With both major US presidential candidates recognising that the occupation of Iraq cannot continue indefinitely but are unwilling for occupation troops to leave without a stable, friendly regime in place, the possibility of seeking Iranian cooperation in establishing a post-occupation order in Iraq is becoming more attractive to US imperialism.

Similar factors exist in Afghanistan.

Sanctions

However, the US is unlikely to accept the strategic strengthening of Iran as the main outcome of its Afghanistan and Iraq adventures. The tightening of economic sanctions simultaneously with talk of resuming diplomatic ties suggests that rapprochement will depend on Iran making concessions.

And, while a full-scale US-led invasion of Iran to achieve regime change is highly unlikely in the immediate future, US and Israeli politicians have not ruled out a bombing strike, despite the cooling in rhetoric. The July 30 Los Angeles Times reported that US officials had reassured visiting Israeli PM Ehud Barak that military aggression against Iran was still a possibility.

One concession that the West is likely to demand is an end to Iranian support for the anti-imperialist movements in Lebanon and Palestine, Hezbollah and Hamas. However, Iran agreeing to this concession would not significantly alter the situation in Lebanon or Palestine. Despite Western portrayal of Hezbollah and Hamas as Iranian puppets, they are both independent, popular movements deeply rooted in their own countries' resistance to Israel.

Despite having vast reserves of oil and natural gas, Iran's ability to benefit from rising fuel prices is dependent on its ability to refine its own fossil fuel output, something that sanctions are impeding. Iran is currently importing natural gas from Turkmenistan.

The sanctions, combined with the global food and fuel crises, are having a devastating effect on Iran's economy. For example, there is a 238% inflation rate for rice. This comes against a background of an upsurge in workers' struggle in Iran that began with the imposition of IMF and World Bank-pushed neoliberal economic policies in 2001.

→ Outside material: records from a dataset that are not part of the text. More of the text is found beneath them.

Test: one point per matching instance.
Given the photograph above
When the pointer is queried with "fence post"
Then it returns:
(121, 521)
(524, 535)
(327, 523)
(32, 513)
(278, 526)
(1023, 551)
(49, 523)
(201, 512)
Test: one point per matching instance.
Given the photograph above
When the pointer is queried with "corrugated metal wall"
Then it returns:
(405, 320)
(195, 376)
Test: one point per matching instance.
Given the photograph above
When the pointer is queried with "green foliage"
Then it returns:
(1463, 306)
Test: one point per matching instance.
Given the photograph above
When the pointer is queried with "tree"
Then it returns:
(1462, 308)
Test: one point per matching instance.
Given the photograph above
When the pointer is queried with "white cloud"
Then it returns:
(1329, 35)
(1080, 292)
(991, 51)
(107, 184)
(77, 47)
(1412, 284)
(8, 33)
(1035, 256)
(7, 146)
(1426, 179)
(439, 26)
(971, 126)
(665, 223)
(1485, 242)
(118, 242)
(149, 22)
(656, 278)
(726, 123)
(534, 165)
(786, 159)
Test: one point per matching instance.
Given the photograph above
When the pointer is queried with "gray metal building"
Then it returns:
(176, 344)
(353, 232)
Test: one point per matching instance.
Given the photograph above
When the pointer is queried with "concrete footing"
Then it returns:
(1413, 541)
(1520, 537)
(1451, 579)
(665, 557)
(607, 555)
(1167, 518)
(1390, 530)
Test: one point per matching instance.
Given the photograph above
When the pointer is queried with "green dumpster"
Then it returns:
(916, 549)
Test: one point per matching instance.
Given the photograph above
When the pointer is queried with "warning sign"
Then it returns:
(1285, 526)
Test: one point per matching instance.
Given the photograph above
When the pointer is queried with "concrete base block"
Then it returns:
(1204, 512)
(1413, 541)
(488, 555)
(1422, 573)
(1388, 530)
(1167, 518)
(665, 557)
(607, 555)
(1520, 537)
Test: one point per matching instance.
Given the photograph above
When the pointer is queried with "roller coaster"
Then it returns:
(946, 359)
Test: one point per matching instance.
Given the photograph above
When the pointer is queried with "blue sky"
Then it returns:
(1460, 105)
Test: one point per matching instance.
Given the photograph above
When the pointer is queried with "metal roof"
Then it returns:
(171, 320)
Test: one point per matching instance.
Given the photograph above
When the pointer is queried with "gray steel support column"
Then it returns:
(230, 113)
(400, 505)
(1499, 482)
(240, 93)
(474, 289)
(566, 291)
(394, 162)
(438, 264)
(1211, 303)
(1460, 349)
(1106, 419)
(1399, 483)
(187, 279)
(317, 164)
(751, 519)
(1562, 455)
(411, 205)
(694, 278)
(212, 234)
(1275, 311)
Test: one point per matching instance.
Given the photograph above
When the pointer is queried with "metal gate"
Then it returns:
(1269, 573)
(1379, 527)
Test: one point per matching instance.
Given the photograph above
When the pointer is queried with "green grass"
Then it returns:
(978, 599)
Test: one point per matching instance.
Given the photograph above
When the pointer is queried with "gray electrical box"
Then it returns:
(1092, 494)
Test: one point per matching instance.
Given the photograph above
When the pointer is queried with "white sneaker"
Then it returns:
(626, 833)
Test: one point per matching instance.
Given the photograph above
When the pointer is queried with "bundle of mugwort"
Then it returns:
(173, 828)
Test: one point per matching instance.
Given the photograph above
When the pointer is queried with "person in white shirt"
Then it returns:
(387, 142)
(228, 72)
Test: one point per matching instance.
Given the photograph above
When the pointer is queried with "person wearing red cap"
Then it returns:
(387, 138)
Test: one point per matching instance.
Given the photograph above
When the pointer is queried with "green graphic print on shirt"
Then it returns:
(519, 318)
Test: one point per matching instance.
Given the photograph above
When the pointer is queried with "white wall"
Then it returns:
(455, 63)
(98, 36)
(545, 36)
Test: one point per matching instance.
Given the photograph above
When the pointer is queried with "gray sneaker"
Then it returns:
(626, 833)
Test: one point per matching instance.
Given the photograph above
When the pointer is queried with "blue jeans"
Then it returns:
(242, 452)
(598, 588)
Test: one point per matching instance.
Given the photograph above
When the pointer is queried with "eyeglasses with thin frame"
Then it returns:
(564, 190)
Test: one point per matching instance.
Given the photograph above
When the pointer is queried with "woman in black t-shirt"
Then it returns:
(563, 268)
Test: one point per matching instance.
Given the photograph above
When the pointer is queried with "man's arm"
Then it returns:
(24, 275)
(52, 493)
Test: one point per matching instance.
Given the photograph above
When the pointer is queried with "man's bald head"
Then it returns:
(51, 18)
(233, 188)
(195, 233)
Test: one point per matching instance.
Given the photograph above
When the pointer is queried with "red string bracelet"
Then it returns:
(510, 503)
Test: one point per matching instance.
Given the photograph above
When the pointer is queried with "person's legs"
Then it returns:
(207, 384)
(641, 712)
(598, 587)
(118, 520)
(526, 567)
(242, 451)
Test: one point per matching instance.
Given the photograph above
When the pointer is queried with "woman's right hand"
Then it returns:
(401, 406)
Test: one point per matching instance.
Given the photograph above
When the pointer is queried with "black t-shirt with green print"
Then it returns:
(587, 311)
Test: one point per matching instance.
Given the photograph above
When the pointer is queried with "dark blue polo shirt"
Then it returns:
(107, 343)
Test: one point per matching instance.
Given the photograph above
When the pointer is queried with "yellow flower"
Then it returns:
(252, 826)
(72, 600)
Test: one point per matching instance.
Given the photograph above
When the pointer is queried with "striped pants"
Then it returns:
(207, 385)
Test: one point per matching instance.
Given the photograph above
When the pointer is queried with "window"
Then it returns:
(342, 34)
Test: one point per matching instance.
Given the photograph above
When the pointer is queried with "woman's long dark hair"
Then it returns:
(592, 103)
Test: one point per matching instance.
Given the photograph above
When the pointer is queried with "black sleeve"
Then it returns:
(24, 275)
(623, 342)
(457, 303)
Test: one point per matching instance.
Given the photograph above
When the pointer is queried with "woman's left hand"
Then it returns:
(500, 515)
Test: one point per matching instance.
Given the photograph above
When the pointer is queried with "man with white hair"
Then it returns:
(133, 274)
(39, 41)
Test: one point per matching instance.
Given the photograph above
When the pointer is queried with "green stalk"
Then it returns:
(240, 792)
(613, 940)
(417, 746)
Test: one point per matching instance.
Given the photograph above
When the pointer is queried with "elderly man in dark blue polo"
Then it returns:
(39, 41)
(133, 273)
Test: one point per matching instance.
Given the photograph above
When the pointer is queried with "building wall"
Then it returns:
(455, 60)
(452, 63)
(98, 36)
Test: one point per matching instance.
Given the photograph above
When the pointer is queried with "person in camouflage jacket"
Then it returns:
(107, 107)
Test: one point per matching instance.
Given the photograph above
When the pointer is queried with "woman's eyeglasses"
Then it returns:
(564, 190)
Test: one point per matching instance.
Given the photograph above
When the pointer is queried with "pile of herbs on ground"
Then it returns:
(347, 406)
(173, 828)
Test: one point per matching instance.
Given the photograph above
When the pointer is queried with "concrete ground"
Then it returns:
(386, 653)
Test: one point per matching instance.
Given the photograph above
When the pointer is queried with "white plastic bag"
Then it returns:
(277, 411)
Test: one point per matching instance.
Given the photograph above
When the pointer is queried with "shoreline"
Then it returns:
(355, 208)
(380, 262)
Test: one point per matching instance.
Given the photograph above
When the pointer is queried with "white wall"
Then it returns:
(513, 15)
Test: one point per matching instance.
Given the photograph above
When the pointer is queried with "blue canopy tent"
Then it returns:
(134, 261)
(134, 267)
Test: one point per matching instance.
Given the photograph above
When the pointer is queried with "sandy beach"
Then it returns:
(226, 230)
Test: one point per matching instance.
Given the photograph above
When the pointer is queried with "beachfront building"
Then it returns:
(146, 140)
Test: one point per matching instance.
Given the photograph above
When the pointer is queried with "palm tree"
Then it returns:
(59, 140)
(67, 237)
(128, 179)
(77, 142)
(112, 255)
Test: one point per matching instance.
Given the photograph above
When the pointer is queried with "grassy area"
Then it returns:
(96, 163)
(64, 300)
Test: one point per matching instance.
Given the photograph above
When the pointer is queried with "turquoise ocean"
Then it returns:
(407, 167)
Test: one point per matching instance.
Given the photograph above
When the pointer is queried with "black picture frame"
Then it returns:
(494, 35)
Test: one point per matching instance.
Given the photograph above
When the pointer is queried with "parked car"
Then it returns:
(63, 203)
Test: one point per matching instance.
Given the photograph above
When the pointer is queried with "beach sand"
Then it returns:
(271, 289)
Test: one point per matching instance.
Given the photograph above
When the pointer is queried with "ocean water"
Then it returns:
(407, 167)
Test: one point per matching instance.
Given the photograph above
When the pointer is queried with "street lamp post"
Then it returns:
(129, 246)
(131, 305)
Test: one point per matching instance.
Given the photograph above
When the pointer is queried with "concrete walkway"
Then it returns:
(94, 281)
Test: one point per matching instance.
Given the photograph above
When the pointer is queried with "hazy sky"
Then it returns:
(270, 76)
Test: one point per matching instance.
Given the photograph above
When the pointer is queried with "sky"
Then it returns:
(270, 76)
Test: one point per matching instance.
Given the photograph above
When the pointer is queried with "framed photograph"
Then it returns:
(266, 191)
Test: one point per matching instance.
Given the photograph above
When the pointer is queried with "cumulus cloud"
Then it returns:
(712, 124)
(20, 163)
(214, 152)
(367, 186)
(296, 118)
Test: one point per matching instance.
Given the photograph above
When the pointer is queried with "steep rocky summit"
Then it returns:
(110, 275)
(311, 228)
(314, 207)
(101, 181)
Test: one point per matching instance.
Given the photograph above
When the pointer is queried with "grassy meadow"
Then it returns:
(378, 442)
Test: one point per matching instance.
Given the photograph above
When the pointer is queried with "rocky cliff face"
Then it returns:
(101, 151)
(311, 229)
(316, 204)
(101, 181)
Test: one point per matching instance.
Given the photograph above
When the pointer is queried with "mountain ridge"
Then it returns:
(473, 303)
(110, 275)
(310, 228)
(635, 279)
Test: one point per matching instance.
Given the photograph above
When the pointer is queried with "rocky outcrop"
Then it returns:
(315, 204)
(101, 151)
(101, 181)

Furthermore, while the European Union has implemented less harsh sanctions than the US, with European oil corporations taking advantage of the absence of US competitors, the July 10 announcement by French oil giant Total that it was disinvesting from Iran indicates that European policy is moving in line with the US.

The BBC reported on July 23 that President Mahmoud Ahmadinejad was insisting that Iran's nuclear energy program was not negotiatiable, saying Iran "will not retreat one iota in the face of oppressing powers". However, while its military potential has been exaggerated by the West, the benefit to Iran of a nuclear energy program is doubtful.